Brabham-Ford
About Brabham-Ford
Origins
The Brabham-Ford partnership covers the bulk of Motor Racing Developments' middle period — from 1969 (after the disappointing 1968 Repco RB860 season) through the Bernie Ecclestone-owned years of the 1970s. The Ford-Cosworth DFV had transformed the grid since its 1967 debut at Lotus, and by 1969 every customer team that could afford one had a DFV in the back of its car.

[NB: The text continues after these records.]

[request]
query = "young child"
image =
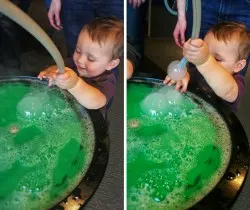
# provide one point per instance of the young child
(99, 46)
(218, 59)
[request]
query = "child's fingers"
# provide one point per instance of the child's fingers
(166, 80)
(172, 82)
(178, 85)
(184, 88)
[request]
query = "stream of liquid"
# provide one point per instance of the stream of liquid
(178, 148)
(45, 146)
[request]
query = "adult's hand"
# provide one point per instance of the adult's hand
(136, 3)
(179, 32)
(54, 14)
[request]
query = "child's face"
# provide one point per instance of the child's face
(90, 58)
(226, 54)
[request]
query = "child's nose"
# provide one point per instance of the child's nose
(82, 59)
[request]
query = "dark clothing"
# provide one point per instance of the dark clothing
(215, 11)
(105, 83)
(132, 55)
(198, 81)
(77, 13)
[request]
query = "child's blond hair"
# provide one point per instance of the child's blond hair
(226, 31)
(107, 29)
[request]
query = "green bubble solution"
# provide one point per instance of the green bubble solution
(46, 147)
(178, 148)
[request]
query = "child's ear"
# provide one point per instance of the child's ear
(240, 65)
(112, 64)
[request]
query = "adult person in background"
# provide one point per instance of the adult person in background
(73, 15)
(212, 12)
(10, 39)
(136, 12)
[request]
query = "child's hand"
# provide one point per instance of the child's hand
(196, 51)
(179, 84)
(67, 80)
(49, 73)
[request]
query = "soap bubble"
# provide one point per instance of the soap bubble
(174, 72)
(32, 105)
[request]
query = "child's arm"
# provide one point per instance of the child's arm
(87, 95)
(217, 77)
(180, 85)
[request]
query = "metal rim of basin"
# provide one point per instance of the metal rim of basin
(89, 183)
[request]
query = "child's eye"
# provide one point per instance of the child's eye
(91, 59)
(218, 59)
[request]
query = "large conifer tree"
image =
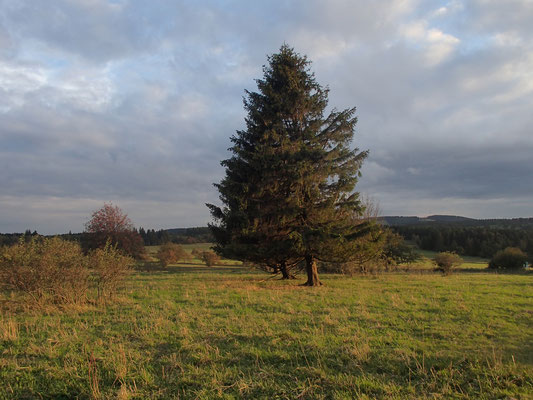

Brabham was no exception; Ron Tauranac initially designed around it, and from 1972 Gordon Murray took over the chassis department under Ecclestone's ownership.
Golden Era
The Brabham-Ford era produced one Constructors' Championship — 1981 — and one Drivers' Championship, with Nelson Piquet taking the title in the BT49C. Across the broader Ford era there were race wins for Carlos Reutemann, Niki Lauda (briefly), Carlos Pace, John Watson and Piquet himself; Pace's 1975 Brazilian Grand Prix win (his only) was scored in a Brabham-Ford BT44B. The 1981 title with the BT49C — pioneering hydropneumatic suspension to circumvent the ride-height rule — is the partnership's defining achievement.
Legendary Cars
The BT44 and BT44B of 1974–1975, designed by Gordon Murray in his early Brabham years, were among the prettiest 1970s chassis — wedged, white-and-Martini-striped, race-winning cars. The BT46 of 1978 famously appeared with the "fan car" variant that won at Anderstorp before being withdrawn under political pressure. The BT49 of 1979–1981, the Ford-engined replacement for the Alfa Romeo flat-12 era, was the chassis that delivered the 1981 title — Piquet at his most disciplined, Murray's design at its most refined. The BT49C with its hydropneumatic suspension is one of the cleverest legal interpretations of regulation in F1 history.
Lows and Reinventions
The 1976–1978 detour into Alfa Romeo flat-12 power was the Brabham-Ford era's interruption: heavier, less reliable, the Italian engine produced two race wins (Watson in Austria 1976, Lauda in Sweden 1978) but generally hurt the team. The return to Ford for 1979 was Ecclestone and Murray's pragmatic acknowledgement that the Cosworth was still the most usable engine on the grid, and it set up the title run that followed. By 1982 the team had switched to BMW turbo power for what would be the final championship era.
Modern Era
The BT44, BT46 and BT49 are among the most iconic 1970s and early 1980s F1 chassis — visually distinctive, technically inventive, and historically central to the era when British garagistes peaked as a class. Many run today in Masters Historic and FIA Historic events. Piquet's 1981 title remains the only championship won under the Brabham-Ford banner, but the era is defined as much by the design language Murray established at Brabham — geometric, lightweight, contrarian — as by any single result.